Drawing on the classical concept of rhetorical "dispositio," this study gives new interpretations of a number of literary texts of the French Renaissance (Rabelais, Du Bellay, Montaigne and others). The often problematic ordering of these texts is studied from a variety of perspectives, historical, theoretical and cultural.
Verbs and Diachronic Syntax
This book combines several strands of my work, both individually and in collaboration with various people, over the last couple of years. To a very large extent, I have been inspired by the many talks, classes, appointments and other interactions that took place in the exciting intellectual environ ment that grew up among the linguists working in Geneva in the period 1989-90. It is impossible to mention by name everyone who influenced the devel opment of this material, but I'd particularly like to thank the students in my class 'linguistique diachronique' during that period, who had to suffer through preliminary versions of much of this book, and often seemed to understand what I was getting at better than I did.
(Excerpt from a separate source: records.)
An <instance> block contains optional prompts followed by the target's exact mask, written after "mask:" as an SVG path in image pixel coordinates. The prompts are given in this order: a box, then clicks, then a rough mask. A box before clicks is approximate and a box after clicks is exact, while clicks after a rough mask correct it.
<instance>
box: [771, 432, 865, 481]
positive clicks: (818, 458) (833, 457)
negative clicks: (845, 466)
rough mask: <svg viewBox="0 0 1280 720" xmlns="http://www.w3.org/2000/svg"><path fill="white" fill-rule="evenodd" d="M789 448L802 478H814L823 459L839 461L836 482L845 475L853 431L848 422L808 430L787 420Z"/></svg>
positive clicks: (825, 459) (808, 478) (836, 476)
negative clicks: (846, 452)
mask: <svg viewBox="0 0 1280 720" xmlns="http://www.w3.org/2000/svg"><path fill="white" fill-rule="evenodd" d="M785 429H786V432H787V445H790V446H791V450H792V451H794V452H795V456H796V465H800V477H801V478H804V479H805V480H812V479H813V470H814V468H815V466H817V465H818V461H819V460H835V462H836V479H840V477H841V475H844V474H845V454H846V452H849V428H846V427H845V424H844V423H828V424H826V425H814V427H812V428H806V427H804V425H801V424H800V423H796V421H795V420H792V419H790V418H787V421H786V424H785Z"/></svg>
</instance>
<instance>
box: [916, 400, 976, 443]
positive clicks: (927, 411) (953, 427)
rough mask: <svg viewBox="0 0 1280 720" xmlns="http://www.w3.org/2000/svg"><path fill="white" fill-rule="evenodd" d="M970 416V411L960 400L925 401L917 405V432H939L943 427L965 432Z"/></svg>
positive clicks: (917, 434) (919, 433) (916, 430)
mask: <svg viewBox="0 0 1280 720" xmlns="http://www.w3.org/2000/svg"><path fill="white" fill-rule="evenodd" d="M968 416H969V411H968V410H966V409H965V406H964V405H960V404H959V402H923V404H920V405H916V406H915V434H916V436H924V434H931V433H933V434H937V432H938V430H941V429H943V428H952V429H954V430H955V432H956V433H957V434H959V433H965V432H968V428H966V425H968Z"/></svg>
Luigi Rizzi did more than anyone else to create the unique atmosphere here in the last couple of years, and so he deserves our gratitude for that; he was also my collaborator on the synchronic work on French inversion that inspired much of this book; he also read the whole manuscript in draft form and gave detailed comments; he is also, as anyone working in current comparative syntax knows, a wellspring of knowledge, ideas and inspiration. Maria-Teresa Guasti also read the entire manuscript and gave me invaluable comments. Sten Vikner was a great help, for much more than just Danish data. Special thanks also to Adriana Belletti, Anna Cardinaletti, Liliane Haegeman and Cecilia Poletto.